The Supreme Court ruled in June law enforcement needed warrants to access material stored on smartphones in most circumstances. Local encryption will make it tougher to gain access, even with the appropriate court orders.

GigaOM says authorities won't be able to go through Google to get to your phone's data, either.

"Like Apple’s iOS 8, Android L will apparently make it impossible for the software vendor to bypass the user’s passcode to decrypt the data stored on the device – so if the cops or the feds come knocking, tough, there's nothing Apple nor Google can do to help them."

But even as it's a step forward for privacy, it's going to come with a couple caveats.

First, says a writer at Ars Technica, the measure will only protect locally stored data. Anything in the cloud is still fair game.

"Smartphones today have cloud backup systems for just about everything, so while [default encryption] will probably protect you from individuals trying to snoop in on a stolen or resold phone, there's nothing to stop the police from getting a warrant for your cloud data."
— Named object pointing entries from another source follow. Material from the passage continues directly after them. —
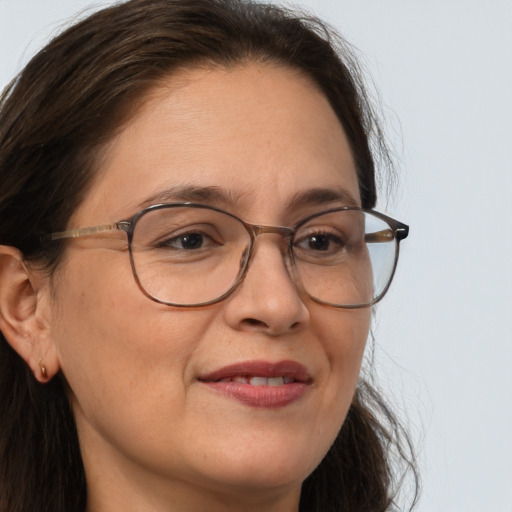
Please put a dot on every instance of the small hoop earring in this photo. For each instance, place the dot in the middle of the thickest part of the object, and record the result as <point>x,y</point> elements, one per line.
<point>44,373</point>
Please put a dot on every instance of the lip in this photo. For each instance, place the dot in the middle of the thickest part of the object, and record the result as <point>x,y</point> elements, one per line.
<point>261,396</point>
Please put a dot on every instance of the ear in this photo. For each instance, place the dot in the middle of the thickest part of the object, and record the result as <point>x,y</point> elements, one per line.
<point>25,313</point>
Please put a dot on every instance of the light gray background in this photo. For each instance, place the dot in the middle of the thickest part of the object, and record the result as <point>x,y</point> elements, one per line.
<point>444,343</point>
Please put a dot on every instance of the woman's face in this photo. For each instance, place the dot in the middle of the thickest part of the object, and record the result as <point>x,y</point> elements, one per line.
<point>150,420</point>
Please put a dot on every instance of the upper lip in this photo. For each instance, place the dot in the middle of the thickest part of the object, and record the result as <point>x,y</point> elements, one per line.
<point>290,369</point>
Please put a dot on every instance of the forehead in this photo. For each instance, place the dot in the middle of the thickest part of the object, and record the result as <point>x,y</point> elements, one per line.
<point>254,132</point>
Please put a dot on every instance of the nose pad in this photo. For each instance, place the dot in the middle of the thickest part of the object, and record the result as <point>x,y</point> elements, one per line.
<point>268,299</point>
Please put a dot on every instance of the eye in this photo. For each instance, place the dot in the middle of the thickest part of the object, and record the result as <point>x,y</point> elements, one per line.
<point>188,241</point>
<point>319,244</point>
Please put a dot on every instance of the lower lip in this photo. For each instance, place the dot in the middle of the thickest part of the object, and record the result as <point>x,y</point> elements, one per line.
<point>267,397</point>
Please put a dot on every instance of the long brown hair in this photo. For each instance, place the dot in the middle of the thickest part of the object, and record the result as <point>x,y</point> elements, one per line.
<point>56,117</point>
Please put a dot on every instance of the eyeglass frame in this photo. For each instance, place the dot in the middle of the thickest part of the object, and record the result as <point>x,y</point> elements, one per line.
<point>399,231</point>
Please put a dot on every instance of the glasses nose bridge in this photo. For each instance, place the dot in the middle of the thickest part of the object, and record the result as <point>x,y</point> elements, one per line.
<point>285,233</point>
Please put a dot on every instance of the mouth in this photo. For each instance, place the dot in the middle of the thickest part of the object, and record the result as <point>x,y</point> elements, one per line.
<point>259,383</point>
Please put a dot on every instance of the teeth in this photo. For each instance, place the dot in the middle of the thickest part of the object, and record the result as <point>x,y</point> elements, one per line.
<point>275,381</point>
<point>258,381</point>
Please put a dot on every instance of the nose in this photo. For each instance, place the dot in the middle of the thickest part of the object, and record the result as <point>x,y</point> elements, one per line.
<point>268,300</point>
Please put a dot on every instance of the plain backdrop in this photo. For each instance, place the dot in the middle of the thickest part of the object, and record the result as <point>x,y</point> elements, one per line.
<point>443,69</point>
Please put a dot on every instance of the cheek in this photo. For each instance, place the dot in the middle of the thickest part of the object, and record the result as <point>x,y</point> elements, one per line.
<point>343,334</point>
<point>115,344</point>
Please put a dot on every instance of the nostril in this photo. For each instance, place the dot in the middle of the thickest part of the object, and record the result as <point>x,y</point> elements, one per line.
<point>254,322</point>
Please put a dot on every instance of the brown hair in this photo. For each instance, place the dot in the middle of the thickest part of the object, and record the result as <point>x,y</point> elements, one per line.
<point>56,116</point>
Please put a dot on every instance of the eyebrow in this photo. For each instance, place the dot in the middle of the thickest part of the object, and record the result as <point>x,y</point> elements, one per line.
<point>218,196</point>
<point>321,196</point>
<point>191,194</point>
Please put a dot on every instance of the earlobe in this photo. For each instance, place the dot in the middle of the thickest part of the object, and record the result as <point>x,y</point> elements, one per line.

Android's fragmented version history will be a practical hurdle, as well. Google's currently tracking five different generations of the OS on the market.

And SlashGear points to all the different manufacturers who partner with Android — each of whom decides its own update schedule. Long story short, default encryption is likely to be inconsistent across the ecosystem.

And for a more cynical perspective, there's no guarantee authorities won't just legislate their way around the new protection.

Techdirt writes: "Of course, you can expect to see the DOJ pushing for new laws to somehow block this or get backdoor access. It may create a future fight worth watching."

Google says it expects to release Android L sometime later this year.